Tuesday, 9 August 2011


The second in our week of long words is floccinaucinihilipilification, which is the act of believing something to be worthless. Unlike yesterday's Hottentottenpotentatentantenattentat, floccinaucinihilipilification is actually rather useful. You can say: "I was very offended by his floccinaucinihilipilification of my poetry."

In fact, I once managed to work floccinaucinihilipilification into an essay at university - the context was something along the lines of "Goneril and Regan's floccinaucinihilipilification of kingship". Bill Clinton's press secretary managed it too. Whilst talking about the economy in 1995 he said:

They happen to produce huge billion dollar differences over seven years in the federal budget, which is why they become fairly incendiary as the debate goes along. But if you—as a practical matter of estimating the economy, the difference is not great. There's a little bit of floccinaucinihilipilification going on here.
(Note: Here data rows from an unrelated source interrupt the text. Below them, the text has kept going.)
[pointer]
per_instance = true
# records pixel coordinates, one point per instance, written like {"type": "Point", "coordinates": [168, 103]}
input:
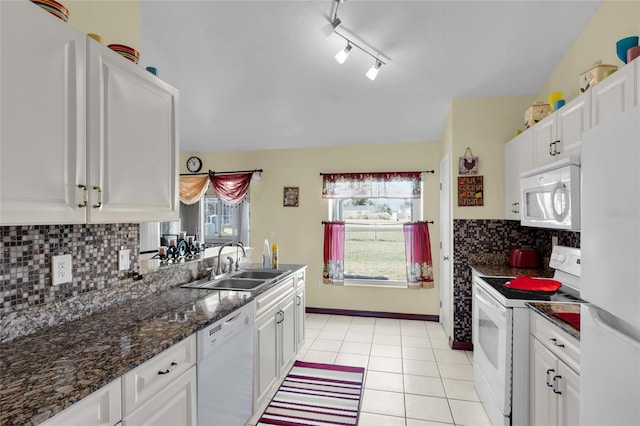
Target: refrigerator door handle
{"type": "Point", "coordinates": [624, 335]}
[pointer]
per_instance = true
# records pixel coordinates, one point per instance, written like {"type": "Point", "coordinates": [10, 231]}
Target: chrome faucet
{"type": "Point", "coordinates": [238, 245]}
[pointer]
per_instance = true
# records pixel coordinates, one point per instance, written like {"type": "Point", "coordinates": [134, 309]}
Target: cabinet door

The etymology is quite simple: it's four Latin words that all meant worthless: flocci means a tuft of wool (as in floccilation which I wrote about here), nauci means trifle, nihil means nothing and pili means a hair. These were all synonyms to the Romans, and were listed together in a standard Latin textbook of the eighteenth century. Hence the word.

There's a related verb, floccipend, which means to regard as insignificant. And even more lovely, if you are lady habitually given to floccinaucinihilipilification, you are a floccinaucinihilipilificatrix.